Frequently asked questions

4 questions
What makes CeMAP Module 3 different from Modules 1 and 2?

Module 3 is synoptic: it tests your ability to apply knowledge from Modules 1 and 2 to real-world scenarios rather than testing isolated facts. Questions are typically case-study based, requiring you to analyse client circumstances and recommend appropriate solutions.

How many questions are in the CeMAP Module 3 exam?

The ASEW exam has 80 multiple-choice questions. You need to score 70% (56 out of 80) to pass.

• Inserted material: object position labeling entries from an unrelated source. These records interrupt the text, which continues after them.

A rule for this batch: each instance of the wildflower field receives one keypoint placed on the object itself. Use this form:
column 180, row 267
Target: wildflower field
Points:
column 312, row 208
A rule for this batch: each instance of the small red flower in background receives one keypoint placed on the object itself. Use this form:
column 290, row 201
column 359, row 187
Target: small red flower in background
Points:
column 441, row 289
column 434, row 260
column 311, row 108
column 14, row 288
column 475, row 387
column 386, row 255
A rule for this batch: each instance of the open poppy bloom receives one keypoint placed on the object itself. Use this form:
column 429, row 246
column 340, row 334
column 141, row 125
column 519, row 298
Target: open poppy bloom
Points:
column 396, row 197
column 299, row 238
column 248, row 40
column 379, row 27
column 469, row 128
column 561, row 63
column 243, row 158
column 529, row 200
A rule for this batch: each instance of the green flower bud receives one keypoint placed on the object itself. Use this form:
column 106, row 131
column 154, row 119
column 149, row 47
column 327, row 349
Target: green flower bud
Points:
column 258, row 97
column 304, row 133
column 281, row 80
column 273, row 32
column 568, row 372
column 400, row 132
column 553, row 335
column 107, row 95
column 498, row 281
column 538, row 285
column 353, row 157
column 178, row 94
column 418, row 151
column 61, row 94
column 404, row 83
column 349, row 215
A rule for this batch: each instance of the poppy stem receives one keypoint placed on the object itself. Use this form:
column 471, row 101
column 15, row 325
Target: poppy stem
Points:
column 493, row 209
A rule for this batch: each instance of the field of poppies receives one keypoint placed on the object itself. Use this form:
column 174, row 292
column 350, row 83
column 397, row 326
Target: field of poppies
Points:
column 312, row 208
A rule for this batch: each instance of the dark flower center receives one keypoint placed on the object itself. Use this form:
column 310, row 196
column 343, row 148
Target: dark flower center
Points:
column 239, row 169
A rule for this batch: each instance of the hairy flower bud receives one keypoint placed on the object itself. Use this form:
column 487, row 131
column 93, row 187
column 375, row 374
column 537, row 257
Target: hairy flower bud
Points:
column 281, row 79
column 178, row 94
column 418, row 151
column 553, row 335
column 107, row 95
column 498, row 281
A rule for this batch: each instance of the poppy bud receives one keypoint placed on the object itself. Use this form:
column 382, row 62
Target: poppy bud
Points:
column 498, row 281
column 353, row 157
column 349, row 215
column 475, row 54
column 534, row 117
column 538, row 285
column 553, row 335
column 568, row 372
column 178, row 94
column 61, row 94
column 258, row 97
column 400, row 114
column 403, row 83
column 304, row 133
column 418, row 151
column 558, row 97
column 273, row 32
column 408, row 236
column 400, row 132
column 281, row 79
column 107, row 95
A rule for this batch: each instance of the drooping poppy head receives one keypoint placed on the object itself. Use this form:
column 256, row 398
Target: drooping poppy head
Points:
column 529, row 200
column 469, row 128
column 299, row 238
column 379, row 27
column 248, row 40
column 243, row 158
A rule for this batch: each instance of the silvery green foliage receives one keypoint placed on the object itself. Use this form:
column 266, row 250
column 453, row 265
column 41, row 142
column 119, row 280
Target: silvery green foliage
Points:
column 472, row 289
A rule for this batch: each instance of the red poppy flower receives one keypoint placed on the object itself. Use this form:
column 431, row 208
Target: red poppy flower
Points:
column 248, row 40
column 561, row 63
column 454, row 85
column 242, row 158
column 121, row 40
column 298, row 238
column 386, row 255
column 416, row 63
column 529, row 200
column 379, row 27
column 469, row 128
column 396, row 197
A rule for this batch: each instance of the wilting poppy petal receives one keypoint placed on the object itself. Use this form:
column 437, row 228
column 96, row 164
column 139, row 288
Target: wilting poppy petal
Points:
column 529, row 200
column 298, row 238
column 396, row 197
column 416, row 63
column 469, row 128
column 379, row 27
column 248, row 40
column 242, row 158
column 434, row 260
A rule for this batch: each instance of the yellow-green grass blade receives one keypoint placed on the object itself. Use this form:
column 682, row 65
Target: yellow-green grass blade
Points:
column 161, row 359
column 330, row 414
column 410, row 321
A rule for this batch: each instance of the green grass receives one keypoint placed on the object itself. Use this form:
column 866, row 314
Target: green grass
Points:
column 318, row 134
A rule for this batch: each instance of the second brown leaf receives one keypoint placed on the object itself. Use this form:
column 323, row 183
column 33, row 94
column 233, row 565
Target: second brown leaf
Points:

Should I study Module 3 last?

Yes, LIBF recommends completing Modules 1 and 2 before attempting Module 3, as the synoptic assessment draws on knowledge from both earlier modules. Most training providers follow this order.

What are protection types in Module 3?

Module 3 covers life insurance, critical illness cover, income protection, buildings and contents insurance, and mortgage payment protection insurance (MPPI). You need to understand when each type is suitable for different client circumstances.